When Con Ed announced it would fund the NYCHA pilot in March 2023, the company chose four NYCHA campuses — Queensbridge North and South in Queens, De Hostos in Manhattan, and Van Dyke I in Brooklyn – and predicted completion by early 2025.
At the time, Raghu Sudhakara, vice president of Distributed Resource Integration for Con Edison, said that the company wanted to “explore ways to ensure that New Yorkers have access to safe, convenient charging and secure storage,” and that “making micromobility safer and easier will be a plus for the many hard-working people who earn their living delivering food to our homes and businesses.”

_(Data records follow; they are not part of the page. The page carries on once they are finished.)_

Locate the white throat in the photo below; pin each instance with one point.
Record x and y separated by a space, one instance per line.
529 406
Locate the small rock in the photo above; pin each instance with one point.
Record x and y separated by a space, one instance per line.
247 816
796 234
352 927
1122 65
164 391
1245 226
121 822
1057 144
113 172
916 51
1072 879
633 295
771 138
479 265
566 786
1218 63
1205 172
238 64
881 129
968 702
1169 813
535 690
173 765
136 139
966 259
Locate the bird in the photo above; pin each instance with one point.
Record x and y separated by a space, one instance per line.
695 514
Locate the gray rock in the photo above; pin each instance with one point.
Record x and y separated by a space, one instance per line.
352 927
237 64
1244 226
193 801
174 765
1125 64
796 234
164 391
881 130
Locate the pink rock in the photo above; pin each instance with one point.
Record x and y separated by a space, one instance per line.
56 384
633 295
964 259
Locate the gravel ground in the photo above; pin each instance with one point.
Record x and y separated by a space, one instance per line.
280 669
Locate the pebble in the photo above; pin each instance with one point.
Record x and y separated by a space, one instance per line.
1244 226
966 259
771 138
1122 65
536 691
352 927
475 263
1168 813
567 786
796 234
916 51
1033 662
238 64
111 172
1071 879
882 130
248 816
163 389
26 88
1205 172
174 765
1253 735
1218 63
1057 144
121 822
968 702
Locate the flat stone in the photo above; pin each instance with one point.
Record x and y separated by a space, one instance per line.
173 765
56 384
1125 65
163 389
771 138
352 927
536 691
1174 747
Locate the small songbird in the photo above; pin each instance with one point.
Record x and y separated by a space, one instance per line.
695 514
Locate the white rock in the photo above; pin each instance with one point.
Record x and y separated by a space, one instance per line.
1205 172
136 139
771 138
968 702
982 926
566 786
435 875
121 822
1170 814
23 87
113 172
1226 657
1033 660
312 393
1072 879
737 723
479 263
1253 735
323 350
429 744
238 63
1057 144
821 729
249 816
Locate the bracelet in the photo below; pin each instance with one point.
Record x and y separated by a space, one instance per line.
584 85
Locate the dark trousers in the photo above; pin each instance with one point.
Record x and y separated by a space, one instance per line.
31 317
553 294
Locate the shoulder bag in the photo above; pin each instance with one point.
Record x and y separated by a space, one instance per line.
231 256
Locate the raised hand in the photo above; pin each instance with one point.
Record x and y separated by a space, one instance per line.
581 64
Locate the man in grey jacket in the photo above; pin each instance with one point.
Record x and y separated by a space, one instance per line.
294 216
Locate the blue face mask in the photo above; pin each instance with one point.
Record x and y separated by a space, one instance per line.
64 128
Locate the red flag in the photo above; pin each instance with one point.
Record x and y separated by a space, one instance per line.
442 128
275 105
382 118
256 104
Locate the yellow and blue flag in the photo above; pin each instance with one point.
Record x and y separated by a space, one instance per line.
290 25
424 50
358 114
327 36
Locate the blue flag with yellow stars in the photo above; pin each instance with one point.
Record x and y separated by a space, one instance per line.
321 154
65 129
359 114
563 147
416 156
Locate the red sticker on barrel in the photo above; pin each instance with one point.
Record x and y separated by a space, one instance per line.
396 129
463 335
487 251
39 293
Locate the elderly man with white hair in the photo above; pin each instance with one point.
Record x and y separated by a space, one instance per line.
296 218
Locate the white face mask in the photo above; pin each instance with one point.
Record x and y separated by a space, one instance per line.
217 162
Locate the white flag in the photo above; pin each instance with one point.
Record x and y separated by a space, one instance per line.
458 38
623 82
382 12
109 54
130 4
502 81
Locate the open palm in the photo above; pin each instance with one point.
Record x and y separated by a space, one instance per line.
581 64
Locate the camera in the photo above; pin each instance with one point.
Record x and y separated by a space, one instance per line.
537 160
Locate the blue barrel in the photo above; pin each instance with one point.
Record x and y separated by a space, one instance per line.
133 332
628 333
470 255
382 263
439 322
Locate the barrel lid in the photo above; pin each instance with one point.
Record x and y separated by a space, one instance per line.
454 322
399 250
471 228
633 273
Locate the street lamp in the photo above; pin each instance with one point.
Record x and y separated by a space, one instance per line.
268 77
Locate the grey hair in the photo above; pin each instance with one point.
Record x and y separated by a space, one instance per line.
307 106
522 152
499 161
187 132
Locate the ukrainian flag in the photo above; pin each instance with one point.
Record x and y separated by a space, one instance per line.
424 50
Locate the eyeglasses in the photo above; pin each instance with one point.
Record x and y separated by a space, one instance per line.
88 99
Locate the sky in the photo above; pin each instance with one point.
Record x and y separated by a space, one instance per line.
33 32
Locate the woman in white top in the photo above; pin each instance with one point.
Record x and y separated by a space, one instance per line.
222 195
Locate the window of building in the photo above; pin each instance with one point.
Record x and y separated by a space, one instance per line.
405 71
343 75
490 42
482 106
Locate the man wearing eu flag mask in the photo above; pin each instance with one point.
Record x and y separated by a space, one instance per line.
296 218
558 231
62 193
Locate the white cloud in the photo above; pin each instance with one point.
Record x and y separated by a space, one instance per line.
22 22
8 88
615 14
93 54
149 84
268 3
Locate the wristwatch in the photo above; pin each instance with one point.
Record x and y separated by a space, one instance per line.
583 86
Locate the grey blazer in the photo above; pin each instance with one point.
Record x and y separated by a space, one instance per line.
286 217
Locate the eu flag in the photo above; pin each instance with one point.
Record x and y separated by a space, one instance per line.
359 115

The company would not say why it bailed out on funding a small program that would have cost around $2 million based on industry standards. It's unclear if Con Ed's abandonment had anything to do with scandals in the Adams administration. Just two months before Con Ed signaled its departure from the program, Deputy Mayor of Operations Meera Joshi, Health Commissioner Anne Williams-Isom and First Deputy Mayor Maria Torres-Springer resigned, citing "extraordinary events": Mayor Adams's indictment on federal corruption charges.
This pilot program was supposed to begin a gusher of funding for NYCHA to build e-bike infrastructure. In June 2023 the city was awarded a $25-million federal grant to construct even more charging infrastructure on NYCHA campuses.
That grant will be administered by the DOT, which had said the "public e-bike charging program" would grow to "173 locations next to 53 public housing developments ... on public sidewalks, where they will be available to NYCHA residents and the general public."
A year later there has been no progress on the larger NYCHA project.
A source who worked with NYCHA and Con Ed on the since-cancelled pilot told Streetsblog the Housing Authority was waiting to learn from the pilot program before using the $25 million. The delay could cost the city the money since the Trump Administration has been taking back transportation grants that don't fit their car-centric agenda.

It is also unclear if Con Ed's pullout is related to the increasingly confusing web of regulations hamstringing the industry as a whole. Companies that make and install the charging infrastructure necessary for combatting the battery fire crisis can't get FDNY approval for new sites because of constantly shifting regulations that are impossible to follow. In February, the FDNY began requiring a new test to certify battery swap cabinets, but no lab could run the test because it had not yet been certified by the federal Occupational Safety and Health Administration. After Streetsblog exposed this flaw, the FDNY quickly updated its rules, but more questions remain.